The wines of Château Fontanès are always in my lineup of go-to wines for folks looking for full, flavorful reds. Maybe it's the biodynamic farming, but these wines always seem to have an extra gear when it comes to aromatics and sheer deliciousness.
Cyriaque Rozier, vigneron at Château La Roque, makes his own wine under the label Château Fontanès in Pic St-Loup. Though within the boundaries of the appellation Pic St-Loup, the lion’s share of his production is Cabernet Sauvignon, a grape varietal outside the constraints set for the A.O.C. in the Languedoc. This means he must take Vin de Pays d’Oc designation, the trade-off being that he gets to make wines his way, and we, in turn, get an incredible price. Being rebellious seems to come naturally to a man of such innate talent, and the elegance of his wines are proof enough in a region where bigger is often considered better. Raw terroir and spicy garrigue abound in these wines, with rich, juicy fruit and silky tannins.

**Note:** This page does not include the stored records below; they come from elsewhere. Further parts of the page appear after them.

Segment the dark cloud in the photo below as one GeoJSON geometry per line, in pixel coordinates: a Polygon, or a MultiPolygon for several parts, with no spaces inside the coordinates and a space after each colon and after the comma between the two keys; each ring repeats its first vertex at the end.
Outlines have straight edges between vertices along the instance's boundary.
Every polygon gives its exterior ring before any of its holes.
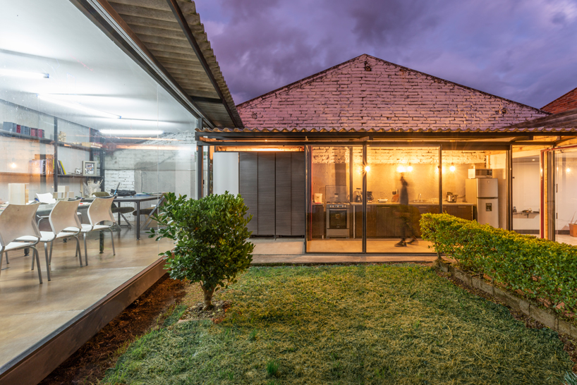
{"type": "Polygon", "coordinates": [[[577,87],[574,0],[195,3],[236,103],[362,54],[537,107],[577,87]]]}

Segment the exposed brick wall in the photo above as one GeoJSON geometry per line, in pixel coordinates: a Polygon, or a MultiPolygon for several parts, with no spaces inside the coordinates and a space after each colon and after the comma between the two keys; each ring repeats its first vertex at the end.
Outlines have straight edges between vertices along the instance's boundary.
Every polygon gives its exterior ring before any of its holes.
{"type": "MultiPolygon", "coordinates": [[[[487,154],[484,151],[444,151],[443,162],[454,164],[483,163],[487,154]]],[[[313,147],[312,163],[348,163],[349,150],[344,147],[313,147]]],[[[363,154],[360,148],[354,148],[353,161],[361,164],[363,154]]],[[[367,153],[368,164],[436,164],[439,160],[437,149],[431,148],[379,148],[369,149],[367,153]]]]}
{"type": "Polygon", "coordinates": [[[577,88],[556,99],[541,109],[551,114],[559,114],[575,109],[577,109],[577,88]]]}
{"type": "Polygon", "coordinates": [[[281,130],[490,130],[547,115],[368,55],[238,109],[249,129],[281,130]]]}

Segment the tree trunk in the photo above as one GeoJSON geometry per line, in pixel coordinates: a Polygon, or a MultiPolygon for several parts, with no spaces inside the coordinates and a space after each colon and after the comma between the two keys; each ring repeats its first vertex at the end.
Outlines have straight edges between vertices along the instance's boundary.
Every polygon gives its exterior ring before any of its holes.
{"type": "Polygon", "coordinates": [[[212,295],[214,293],[214,288],[205,289],[202,283],[200,287],[202,288],[202,291],[205,293],[205,307],[202,310],[207,310],[212,307],[212,295]]]}

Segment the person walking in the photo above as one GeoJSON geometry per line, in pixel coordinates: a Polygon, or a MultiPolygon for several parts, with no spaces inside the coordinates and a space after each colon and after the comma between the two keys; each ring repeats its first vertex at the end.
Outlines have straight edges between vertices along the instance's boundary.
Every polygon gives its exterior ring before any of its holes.
{"type": "Polygon", "coordinates": [[[408,205],[408,190],[407,187],[408,183],[405,180],[403,174],[401,174],[401,191],[399,193],[399,212],[400,213],[401,219],[403,221],[403,238],[398,243],[395,243],[395,246],[399,248],[406,247],[406,245],[415,243],[417,242],[417,237],[415,236],[415,231],[413,227],[413,216],[411,206],[408,205]],[[411,238],[411,240],[406,242],[408,238],[411,238]]]}

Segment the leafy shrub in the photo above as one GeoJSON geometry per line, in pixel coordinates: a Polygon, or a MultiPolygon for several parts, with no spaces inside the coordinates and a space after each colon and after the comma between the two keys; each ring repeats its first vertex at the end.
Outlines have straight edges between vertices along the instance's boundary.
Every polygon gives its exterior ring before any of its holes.
{"type": "Polygon", "coordinates": [[[159,255],[170,277],[200,282],[205,309],[214,291],[235,283],[253,261],[255,245],[247,241],[252,232],[246,227],[253,216],[247,217],[247,209],[240,195],[228,191],[198,200],[169,192],[154,217],[164,227],[151,229],[149,236],[174,240],[174,248],[159,255]]]}
{"type": "Polygon", "coordinates": [[[511,291],[547,300],[552,307],[577,305],[577,248],[481,225],[447,214],[425,214],[423,238],[459,265],[491,276],[511,291]]]}

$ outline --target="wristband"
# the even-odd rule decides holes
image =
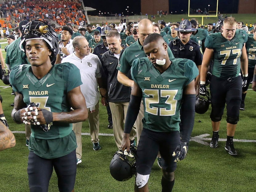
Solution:
[[[13,120],[16,122],[20,122],[20,109],[16,111],[13,114]]]
[[[44,109],[41,109],[41,111],[43,113],[43,115],[45,120],[47,124],[52,122],[53,119],[52,113]]]

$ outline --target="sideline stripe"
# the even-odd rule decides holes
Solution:
[[[12,131],[13,133],[22,133],[25,134],[25,131]],[[82,135],[91,135],[90,133],[82,133]],[[99,135],[102,136],[114,136],[114,134],[112,133],[99,133]]]

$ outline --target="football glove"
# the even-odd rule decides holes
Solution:
[[[172,156],[175,157],[174,162],[184,159],[188,150],[188,143],[181,141],[172,154]]]
[[[205,85],[204,84],[200,84],[200,89],[199,89],[199,93],[202,96],[205,96],[206,95],[207,89]]]
[[[0,115],[0,116],[2,116],[1,115]],[[9,126],[8,126],[8,123],[7,123],[7,121],[4,115],[3,116],[0,116],[0,120],[5,125],[7,128],[8,129],[9,128]]]
[[[242,87],[246,87],[246,85],[247,84],[247,80],[248,79],[248,77],[243,77],[243,79],[242,80]]]
[[[36,105],[34,103],[32,102],[32,103],[31,103],[28,106],[28,107],[30,107],[37,106],[36,106]],[[48,122],[50,121],[50,122],[49,122],[49,123],[50,123],[51,122],[52,122],[52,112],[51,112],[46,109],[41,109],[42,110],[42,112],[43,112],[43,117],[44,117],[44,118],[45,119],[45,121],[47,123],[44,125],[36,125],[36,126],[38,126],[39,127],[42,129],[43,131],[47,132],[50,130],[50,124],[49,124]],[[44,110],[47,111],[45,111]],[[49,114],[47,112],[48,112],[49,113],[50,113],[51,115],[51,116],[50,115],[49,115]],[[52,120],[52,121],[51,121],[51,120]],[[37,123],[39,122],[36,122],[35,123],[33,123],[33,124],[34,124],[34,123]]]

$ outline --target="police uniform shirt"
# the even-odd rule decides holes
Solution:
[[[187,43],[184,45],[180,39],[175,39],[168,45],[175,58],[190,59],[197,65],[202,64],[203,55],[199,45],[194,41],[190,40]]]

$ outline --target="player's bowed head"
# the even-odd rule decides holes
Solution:
[[[156,33],[150,34],[144,41],[144,51],[159,70],[162,69],[164,71],[171,65],[167,53],[168,46],[162,37]],[[162,70],[159,70],[160,72]]]

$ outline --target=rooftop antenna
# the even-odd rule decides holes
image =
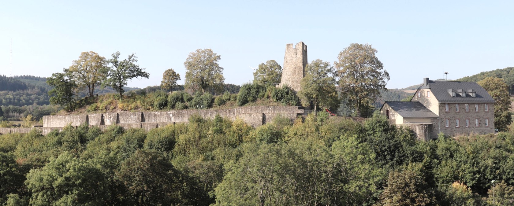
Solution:
[[[11,38],[11,77],[12,77],[12,38]]]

Ask wine drinkers around the world, and the word “Languedoc” is sure to elicit mixed reactions. On the one hand, the region is still strongly tied to its past as a producer of cheap, insipid bulk wine in the eyes of many consumers. On the other hand, it is the source of countless great values providing affordable everyday pleasure, with an increasing number of higher-end wines capable of rivaling the best from other parts of France.
While there’s no denying the Languedoc’s checkered history, the last two decades have seen a noticeable shift to fine wine, with an emphasis on terroir. Ambitious growers have sought out vineyard sites with poor, well draining soils in hilly zones, curbed back on irrigation and the use of synthetic fertilizers and pesticides, and looked to balance traditional production methods with technological advancements to craft wines with elegance, balance, and a clear sense of place. Today, the overall quality and variety of wines being made in the Languedoc is as high as ever.
Shaped like a crescent hugging the Mediterranean coast, the region boasts an enormous variety of soil types and microclimates depending on elevation, exposition, and relative distance from the coastline and the cooler foothills farther inland. While the warm Mediterranean climate is conducive to the production of reds, there are world-class whites and rosés to be found as well, along with stunning dessert wines revered by connoisseurs for centuries.
I want you to realize once and for all: Even the winemaker does not know what aging is going to do to a new vintage; Robert Parker does not know; I do not know. We all make educated (hopefully) guesses about what the future will bring, but guesses they are. And one of the pleasures of a wine cellar is the opportunity it provides for you to witness the evolution of your various selections. Living wines have ups and downs just as people do, periods of glory and dog days, too. If wine did not remind me of real life, I would not care about it so much.